Initially, a request will be fully synchronous and will not return success to the client until the request is sent to each replica. So if a leader goes down before all replicas receive and ACK the request, the client will not get an ACK. A new leader will be elected. When the downed, previous leader comes back, he will come up in recovery mode. I expect recovery to be a difficult part and we have not fully worked it out yet. To recover, the node will have to talk to the leader and figure out what it has that it should not, what it doesn't have, etc. Then the recovering node either receives replays, or replaces the entire index. Lot's of details to work out here.
You have an interesting problem in that some replica leader candidates may have an update while others don't, as the leader may have died in the middle of relaying requests. We might prefer a new leader with the greatest versioned doc? Most client retries in this case will be fine (global unique id's are required, so no worry about dupes). Then replicas talk to the leader and sync up. Or when a new leader is elected, replicas just talk amongst each other and sync up, or…

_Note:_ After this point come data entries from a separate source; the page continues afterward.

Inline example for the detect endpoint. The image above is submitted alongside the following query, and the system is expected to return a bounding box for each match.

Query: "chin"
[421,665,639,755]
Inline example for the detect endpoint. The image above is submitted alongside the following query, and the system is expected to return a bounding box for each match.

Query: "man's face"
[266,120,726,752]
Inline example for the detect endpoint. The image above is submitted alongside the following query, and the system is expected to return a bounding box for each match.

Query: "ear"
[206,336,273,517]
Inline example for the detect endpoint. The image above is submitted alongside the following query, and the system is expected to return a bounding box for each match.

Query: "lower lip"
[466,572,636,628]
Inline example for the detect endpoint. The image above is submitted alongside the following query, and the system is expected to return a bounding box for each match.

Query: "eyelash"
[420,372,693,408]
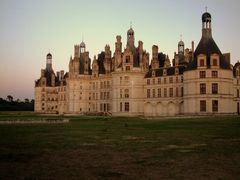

If the leader fails right before sending an ACK, the client will likely repeat the request. In the case of doc adds/updates and the same id it will just replace the previous success or will be able to use optimistic locking to figure out that either its update or someone else's actually went through already. The client would already know that perhaps its update went through because the connection would have timed out rather than receive a failure.
Eventually, we might consider a mode where the request is ACK'd before it's on all replicas, in which case you might accept a higher risk of data loss.
indexes diverge because some replicas commit a change while others do not
It's an area we have not fully worked out (though Yonik has likely thought about a lot of this more than I have yet) - initially though, Yonik's point was that you can usually expect success on all nodes unless the issue is something that would require the node come down and then come back in recovery mode I think. We certainly want to be resilient here eventually though. As we work through recovery scenarios, I think this will become more clear.
Long, short, we have been discussing and thinking about these various scenarios, but largely we are also taking things an issue at a time.